In America, the political left and political right have conspired to create a culture and politics of victimization, and all the benefits of resentment and cynicism have accrued to the right. That's because resentment and apocalypse are weapons that can be used only to advance a politics of resentment and apocalypse. They are the weapons of the reactionary and the conservative - of people who fear and resist the future. Just as environmentalists believe they can create a great ecological politics out of apocalypse, liberals believe they can create a great progressive politics out of resentment; they cannot. Grievance and victimization make us smaller and less generous and thus serve only reactionaries and conservatives.
As liberals and environmentalists lost political power, they abandoned a politics of the strong, aspiring, and fulfilled for a politics of the weak, aggrieved, and resentful. The unique circumstances of the Great Depression - a dramatic, collective, and public fall from prosperity - are not being repeated today, nor are they likely to be repeated anytime soon. Today's reality of insecure affluence is a very different burden.
It is time for us to draw a new fault line through American political life, one that divides those dedicated to a politics of resentment, limits, and victimization from those dedicated to a politics of gratitude, possibility, and overcoming. The challenge for American liberals and environmentalists isn't to convince the American people that they are poor, insecure, and low status but rather the opposite: to speak to their wealth, security, and high status. It is this posture that motivates our higher aspirations for fulfillment. The way to get insecure Americans to embrace an expansive, generous, and progressive politics is not to tell them they are weak but rather to point out all the ways in which they are strong.
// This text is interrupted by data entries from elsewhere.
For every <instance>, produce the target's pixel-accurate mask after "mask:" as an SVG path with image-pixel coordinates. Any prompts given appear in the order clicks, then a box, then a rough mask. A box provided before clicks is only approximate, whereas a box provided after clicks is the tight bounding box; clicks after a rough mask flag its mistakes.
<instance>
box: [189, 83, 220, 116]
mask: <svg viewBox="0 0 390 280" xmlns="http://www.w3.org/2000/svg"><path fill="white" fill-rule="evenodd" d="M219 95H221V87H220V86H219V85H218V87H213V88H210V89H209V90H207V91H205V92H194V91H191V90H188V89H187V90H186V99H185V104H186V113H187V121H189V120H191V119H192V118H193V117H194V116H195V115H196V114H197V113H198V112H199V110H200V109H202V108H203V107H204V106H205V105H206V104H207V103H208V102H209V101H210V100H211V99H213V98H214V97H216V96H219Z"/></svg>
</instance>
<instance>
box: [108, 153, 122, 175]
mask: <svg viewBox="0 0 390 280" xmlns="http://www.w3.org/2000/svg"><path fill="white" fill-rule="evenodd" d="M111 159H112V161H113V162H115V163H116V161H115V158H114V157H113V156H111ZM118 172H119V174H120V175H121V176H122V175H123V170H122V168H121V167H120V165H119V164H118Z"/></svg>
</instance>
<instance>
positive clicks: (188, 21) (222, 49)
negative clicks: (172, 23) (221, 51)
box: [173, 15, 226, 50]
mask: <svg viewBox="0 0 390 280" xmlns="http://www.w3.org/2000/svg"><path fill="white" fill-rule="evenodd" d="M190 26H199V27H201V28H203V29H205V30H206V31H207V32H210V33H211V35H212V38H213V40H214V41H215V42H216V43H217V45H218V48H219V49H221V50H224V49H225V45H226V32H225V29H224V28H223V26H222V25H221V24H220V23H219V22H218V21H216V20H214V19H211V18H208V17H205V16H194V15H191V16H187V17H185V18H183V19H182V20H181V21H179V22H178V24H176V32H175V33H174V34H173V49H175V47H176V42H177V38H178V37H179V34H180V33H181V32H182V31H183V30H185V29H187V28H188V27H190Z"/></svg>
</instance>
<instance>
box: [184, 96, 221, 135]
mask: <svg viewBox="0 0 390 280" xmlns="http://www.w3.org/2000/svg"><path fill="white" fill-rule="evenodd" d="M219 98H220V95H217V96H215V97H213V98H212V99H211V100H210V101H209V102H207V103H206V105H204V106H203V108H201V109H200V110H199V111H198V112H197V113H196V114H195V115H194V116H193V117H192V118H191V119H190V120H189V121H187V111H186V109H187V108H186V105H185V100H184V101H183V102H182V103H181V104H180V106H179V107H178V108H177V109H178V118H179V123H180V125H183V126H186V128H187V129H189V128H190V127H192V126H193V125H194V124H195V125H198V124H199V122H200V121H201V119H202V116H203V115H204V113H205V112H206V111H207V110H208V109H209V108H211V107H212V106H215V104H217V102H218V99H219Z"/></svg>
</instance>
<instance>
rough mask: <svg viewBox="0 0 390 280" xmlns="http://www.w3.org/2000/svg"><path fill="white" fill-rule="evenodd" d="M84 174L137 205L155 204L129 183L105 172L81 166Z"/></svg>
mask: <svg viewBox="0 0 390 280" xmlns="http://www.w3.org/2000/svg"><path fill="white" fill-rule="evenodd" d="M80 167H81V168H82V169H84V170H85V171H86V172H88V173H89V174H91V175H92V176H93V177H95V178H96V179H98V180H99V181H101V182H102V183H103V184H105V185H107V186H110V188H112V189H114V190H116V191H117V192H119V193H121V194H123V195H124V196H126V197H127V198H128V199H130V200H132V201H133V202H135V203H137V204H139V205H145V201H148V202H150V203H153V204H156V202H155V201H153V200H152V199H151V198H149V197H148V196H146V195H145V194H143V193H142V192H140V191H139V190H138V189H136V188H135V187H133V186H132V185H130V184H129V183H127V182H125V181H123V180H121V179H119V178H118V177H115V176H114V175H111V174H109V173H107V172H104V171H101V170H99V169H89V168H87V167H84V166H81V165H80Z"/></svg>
- Ted Nordhaus and Michael Shellenberger, Break Through: From the Death of Environmentalism to the Politics of Possibility, “Status and Security”
The thrust of the book is that people support environmental protection when their more basic needs have been satisfied and they're less focused on basic material concerns. The authors argue that we can better address environmental concerns by raising standards of living rather than focusing on limits and restriction. It's worth noting that the book was published in 2007 before the financial crisis, but I think many of their ideas hold in the post-crash world where even more Americans are worried about job security.